Fetal rat calvaria cells (RC cells) grown in long term culture in the presence of ascorbic acid and organic phosphate proliferate and differentiate to form mineralized nodules of bone. Since transforming growth factor beta (TGF-beta), interleukin 1-alpha (IL-1-alpha) and epidermal growth factor (EGF) affect both bone resorption and bone formation, we have studied the ability of these growth factors to affect plasminogen activators and plasminogen activator inhibitors release by RC cells at different times throughout this proliferation/differentiation sequence. Cultures in log phase growth (day 4), when first multilayering (day 7) and when bone nodules were forming (day 13) were exposed to either TGF-beta, IL-1-alpha, EGF or vehicle.

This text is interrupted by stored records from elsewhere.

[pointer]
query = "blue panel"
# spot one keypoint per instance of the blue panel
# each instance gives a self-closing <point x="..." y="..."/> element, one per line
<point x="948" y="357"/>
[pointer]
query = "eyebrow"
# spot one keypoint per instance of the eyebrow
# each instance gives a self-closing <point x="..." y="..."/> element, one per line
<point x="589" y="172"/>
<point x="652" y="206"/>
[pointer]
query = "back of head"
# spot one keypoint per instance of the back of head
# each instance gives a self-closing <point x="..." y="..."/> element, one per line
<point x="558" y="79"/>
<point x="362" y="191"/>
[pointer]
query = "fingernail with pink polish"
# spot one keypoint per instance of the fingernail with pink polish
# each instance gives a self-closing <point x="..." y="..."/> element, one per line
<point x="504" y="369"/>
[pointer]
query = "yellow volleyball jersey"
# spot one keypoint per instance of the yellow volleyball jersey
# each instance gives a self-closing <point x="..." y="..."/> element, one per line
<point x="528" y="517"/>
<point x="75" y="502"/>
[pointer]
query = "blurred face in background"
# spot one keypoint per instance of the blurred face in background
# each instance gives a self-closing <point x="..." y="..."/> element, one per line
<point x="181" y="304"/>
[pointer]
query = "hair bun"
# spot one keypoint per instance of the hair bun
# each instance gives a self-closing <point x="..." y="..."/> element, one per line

Conditioned medium was collected after 6 and 24 h and plasminogen activators and plasminogen activator inhibitors were analysed by fibrin autography and reverse fibrin autography. TGF-beta-mediated changes in plasminogen activator were apparent at day 4. By day 7 two molecular weight species of plasminogen activator were noted; a 65 kDa species, prominent at 24 h exposure was blocked by anti-tPA antibody, and a 38 kDa plasminogen activator, prominent after 6 h of stimulation was not blocked by anti-tPA antibody. Plasminogen activator-plasminogen activator inhibitor complexes are also increased. IL-1-alpha caused similar increases in plasminogen activator and plasminogen activator inhibitor with maximal activity measured at day 13, coincident with the time when bone nodules were forming. EGF-mediated changes were less by comparison. TGF-beta significantly decreased bone nodule formation after both a 6 and 24 h serum-free exposure, whereas IL-1-alpha and EGF decreased nodule number only after the 24 h exposure. The data suggest that the three factors influence the expression of plasminogen activator and plasminogen activator inhibitor by RC cells and their effect is different at different times of culture.